SOFA is a minimalist desktop tool for removing faces from videos and managing video clips. It uses a lightweight ONNX-based face detection model to automatically detect and blur faces, then provides an intuitive interface for reviewing results and exporting clean clips.
- Automatic face detection and blurring using an UltraLight ONNX model
- Video playback with speed control, seeking, and keyboard shortcuts
- Clip management -- mark and export video segments with faces removed
- Metadata visualization -- highlight suspicious frames on the timeline
- Dark-themed UI built with PyQt5
| Opening a video | Labelling clips | Exporting |
|---|---|---|
![]() |
![]() |
![]() |
- Python 3.10 - 3.12
- uv -- fast Python package manager
For MP4 and proprietary video format support on Ubuntu/Debian:
sudo apt install ubuntu-restricted-extras
sudo apt install build-essential qt5-default
sudo apt install libgstreamer1.0-0 gstreamer1.0-plugins-base \
gstreamer1.0-plugins-good gstreamer1.0-plugins-bad \
gstreamer1.0-plugins-ugly gstreamer1.0-libav \
gstreamer1.0-tools gstreamer1.0-x gstreamer1.0-alsa \
gstreamer1.0-gl gstreamer1.0-gtk3 gstreamer1.0-qt5 \
gstreamer1.0-pulseaudio# Clone the repository
git clone https://github.com/<your-username>/sofa.git
cd sofa
uv syncThat's it. uv handles Python version management, virtual environment creation, and dependency installation in a single command.

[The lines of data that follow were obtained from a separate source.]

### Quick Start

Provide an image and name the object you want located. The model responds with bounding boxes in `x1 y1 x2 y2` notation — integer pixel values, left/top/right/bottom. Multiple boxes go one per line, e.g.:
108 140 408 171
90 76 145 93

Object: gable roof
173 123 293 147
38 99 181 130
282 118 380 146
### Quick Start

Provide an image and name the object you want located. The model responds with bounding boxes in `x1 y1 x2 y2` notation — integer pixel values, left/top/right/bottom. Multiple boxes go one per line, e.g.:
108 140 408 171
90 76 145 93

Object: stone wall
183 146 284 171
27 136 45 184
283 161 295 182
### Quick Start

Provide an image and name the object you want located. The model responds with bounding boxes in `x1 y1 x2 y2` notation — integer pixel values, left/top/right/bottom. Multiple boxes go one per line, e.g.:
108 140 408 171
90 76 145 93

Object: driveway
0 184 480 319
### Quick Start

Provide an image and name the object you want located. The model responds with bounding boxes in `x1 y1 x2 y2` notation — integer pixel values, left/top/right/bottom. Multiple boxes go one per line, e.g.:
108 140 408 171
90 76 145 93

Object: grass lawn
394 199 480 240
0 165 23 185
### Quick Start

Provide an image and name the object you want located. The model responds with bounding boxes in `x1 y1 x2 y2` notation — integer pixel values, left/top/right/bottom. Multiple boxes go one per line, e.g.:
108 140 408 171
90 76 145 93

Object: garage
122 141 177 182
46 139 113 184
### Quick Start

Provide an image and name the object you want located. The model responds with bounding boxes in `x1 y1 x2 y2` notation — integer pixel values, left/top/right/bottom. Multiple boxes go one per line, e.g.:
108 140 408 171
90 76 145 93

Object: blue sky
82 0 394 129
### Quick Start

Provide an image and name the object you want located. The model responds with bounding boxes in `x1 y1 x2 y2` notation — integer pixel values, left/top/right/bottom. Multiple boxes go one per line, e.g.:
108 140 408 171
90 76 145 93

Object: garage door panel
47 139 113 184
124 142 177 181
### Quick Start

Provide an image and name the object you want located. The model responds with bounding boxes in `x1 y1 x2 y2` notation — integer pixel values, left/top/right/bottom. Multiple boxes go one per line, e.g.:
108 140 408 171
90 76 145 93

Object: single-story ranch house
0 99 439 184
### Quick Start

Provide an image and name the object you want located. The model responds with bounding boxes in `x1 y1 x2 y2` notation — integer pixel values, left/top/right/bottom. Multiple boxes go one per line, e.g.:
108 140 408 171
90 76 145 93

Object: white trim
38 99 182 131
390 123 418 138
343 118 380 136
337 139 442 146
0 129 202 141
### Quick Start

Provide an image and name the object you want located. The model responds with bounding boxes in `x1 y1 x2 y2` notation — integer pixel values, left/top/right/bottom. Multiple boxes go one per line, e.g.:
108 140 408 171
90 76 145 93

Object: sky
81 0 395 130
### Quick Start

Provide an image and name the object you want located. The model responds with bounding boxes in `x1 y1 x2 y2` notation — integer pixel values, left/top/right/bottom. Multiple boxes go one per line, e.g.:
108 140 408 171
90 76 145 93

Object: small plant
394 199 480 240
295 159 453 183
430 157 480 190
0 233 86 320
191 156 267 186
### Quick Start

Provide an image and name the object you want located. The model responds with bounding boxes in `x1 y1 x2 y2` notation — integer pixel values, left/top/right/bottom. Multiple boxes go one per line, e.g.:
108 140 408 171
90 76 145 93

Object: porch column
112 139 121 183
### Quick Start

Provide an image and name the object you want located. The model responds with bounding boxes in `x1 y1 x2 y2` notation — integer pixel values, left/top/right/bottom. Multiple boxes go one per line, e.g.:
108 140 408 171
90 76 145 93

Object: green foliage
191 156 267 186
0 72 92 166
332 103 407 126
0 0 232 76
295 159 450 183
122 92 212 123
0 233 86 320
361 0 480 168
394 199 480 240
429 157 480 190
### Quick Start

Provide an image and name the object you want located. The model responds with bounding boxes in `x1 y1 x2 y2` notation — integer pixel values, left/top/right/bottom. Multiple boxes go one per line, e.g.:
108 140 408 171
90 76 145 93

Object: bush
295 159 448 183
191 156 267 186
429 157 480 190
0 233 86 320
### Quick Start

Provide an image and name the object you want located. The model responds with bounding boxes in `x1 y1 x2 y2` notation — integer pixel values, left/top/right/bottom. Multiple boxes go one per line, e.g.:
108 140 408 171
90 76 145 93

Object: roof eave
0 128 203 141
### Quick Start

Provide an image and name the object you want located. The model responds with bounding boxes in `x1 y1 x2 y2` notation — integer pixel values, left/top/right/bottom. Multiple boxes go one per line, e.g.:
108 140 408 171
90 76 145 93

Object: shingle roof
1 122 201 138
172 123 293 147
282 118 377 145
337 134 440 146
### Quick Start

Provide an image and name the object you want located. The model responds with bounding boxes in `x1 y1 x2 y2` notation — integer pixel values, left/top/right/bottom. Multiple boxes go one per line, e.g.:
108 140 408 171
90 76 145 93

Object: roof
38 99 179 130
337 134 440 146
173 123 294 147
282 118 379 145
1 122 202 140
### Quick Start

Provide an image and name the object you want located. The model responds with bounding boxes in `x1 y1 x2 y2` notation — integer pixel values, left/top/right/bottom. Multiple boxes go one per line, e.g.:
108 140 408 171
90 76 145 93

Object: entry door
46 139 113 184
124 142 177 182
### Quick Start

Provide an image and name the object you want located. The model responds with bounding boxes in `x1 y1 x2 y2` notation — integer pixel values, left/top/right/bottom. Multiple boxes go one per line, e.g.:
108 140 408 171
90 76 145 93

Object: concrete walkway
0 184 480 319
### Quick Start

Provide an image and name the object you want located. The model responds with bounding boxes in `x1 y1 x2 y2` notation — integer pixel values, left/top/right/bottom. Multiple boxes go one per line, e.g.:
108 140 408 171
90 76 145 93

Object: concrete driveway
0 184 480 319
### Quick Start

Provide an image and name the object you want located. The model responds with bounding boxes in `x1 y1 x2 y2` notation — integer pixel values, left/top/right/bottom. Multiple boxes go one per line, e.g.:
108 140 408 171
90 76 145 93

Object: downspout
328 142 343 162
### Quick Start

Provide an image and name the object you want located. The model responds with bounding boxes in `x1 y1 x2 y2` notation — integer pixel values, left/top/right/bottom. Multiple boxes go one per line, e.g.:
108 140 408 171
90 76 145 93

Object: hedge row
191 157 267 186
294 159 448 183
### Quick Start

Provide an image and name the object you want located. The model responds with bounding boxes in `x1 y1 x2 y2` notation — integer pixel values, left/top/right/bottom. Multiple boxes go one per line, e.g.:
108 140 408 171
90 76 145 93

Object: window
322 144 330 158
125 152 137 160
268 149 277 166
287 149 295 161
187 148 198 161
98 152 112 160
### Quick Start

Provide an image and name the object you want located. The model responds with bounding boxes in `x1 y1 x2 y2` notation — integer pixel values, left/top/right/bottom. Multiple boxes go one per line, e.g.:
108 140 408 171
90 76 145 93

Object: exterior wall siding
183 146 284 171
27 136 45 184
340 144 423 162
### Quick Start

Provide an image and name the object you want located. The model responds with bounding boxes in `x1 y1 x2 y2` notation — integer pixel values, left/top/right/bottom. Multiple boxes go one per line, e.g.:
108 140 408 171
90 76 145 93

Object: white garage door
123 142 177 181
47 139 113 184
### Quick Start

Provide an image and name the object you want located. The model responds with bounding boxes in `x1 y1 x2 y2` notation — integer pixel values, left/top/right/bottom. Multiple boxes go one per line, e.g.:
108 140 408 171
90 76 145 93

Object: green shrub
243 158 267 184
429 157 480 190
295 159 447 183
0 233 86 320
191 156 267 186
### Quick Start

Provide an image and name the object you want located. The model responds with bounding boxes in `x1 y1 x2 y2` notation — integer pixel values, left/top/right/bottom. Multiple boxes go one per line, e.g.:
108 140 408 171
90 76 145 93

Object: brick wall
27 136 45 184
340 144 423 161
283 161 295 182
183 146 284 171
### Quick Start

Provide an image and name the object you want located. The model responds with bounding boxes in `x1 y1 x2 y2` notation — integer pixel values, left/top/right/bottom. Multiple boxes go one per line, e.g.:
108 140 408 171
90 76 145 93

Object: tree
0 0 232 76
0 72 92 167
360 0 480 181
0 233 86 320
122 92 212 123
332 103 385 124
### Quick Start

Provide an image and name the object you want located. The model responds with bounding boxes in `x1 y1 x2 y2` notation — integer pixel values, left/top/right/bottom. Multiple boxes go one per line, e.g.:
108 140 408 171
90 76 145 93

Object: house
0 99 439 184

# Run via the installed entry point
uv run sofa
# Or run the module directly
uv run python -m src.mainYou can also blur faces from the command line without the GUI:
uv run python -m src.face_recog -i input_video.mp4 -o output_video.mp4| Key | Action |
|---|---|
Space |
Play / Pause |
Up |
Speed up |
Down |
Slow down |
Right |
Skip forward 10s |
Left |
Skip back 10s |
[ |
Step back 1 frame |
] |
Step forward 1 frame |
C |
Create clip mark |
Ctrl+Z |
Undo last clip mark |
Ctrl+Shift+Z |
Redo clip mark |
Ctrl+O |
Open video |
Ctrl+S |
Save clips |
Ctrl+Q |
Exit |
# Install with dev dependencies
uv sync
# Lint and check code
uv run ruff check src/
# Auto-format code
uv run ruff format src/- Model training and inference — UltraLight face detector architecture, training technique, and SOFA inference pipeline.
- CSV metadata format — Timeline metadata CSV schema and how it integrates with the UI.
sofa/
├── pyproject.toml # Project metadata and dependencies
├── models/
│ └── ultra_light_640.onnx # Pre-trained face detection model
├── doc/
│ ├── MODEL_TRAINING.md # Face detection model documentation
│ ├── CSV_METADATA_FORMAT.md # Timeline metadata CSV format
│ └── static/img/ # Documentation assets
├── src/
│ ├── __init__.py
│ ├── main.py # Application entry point
│ ├── video_window.py # Main window and video player
│ ├── face_recog.py # Face detection and blurring engine
│ ├── bad_clips_slider.py # Timeline highlight widgets
│ ├── bad_clips_table.py # Clip management table
│ ├── proc_bar_dialog.py # Processing progress dialog
│ ├── signals.py # Qt signal bus (singleton)
│ ├── utils.py # Utility functions
│ └── static/img/ # Application icons
This project is licensed under the GNU General Public License v3.0 -- see the LICENSE file for details.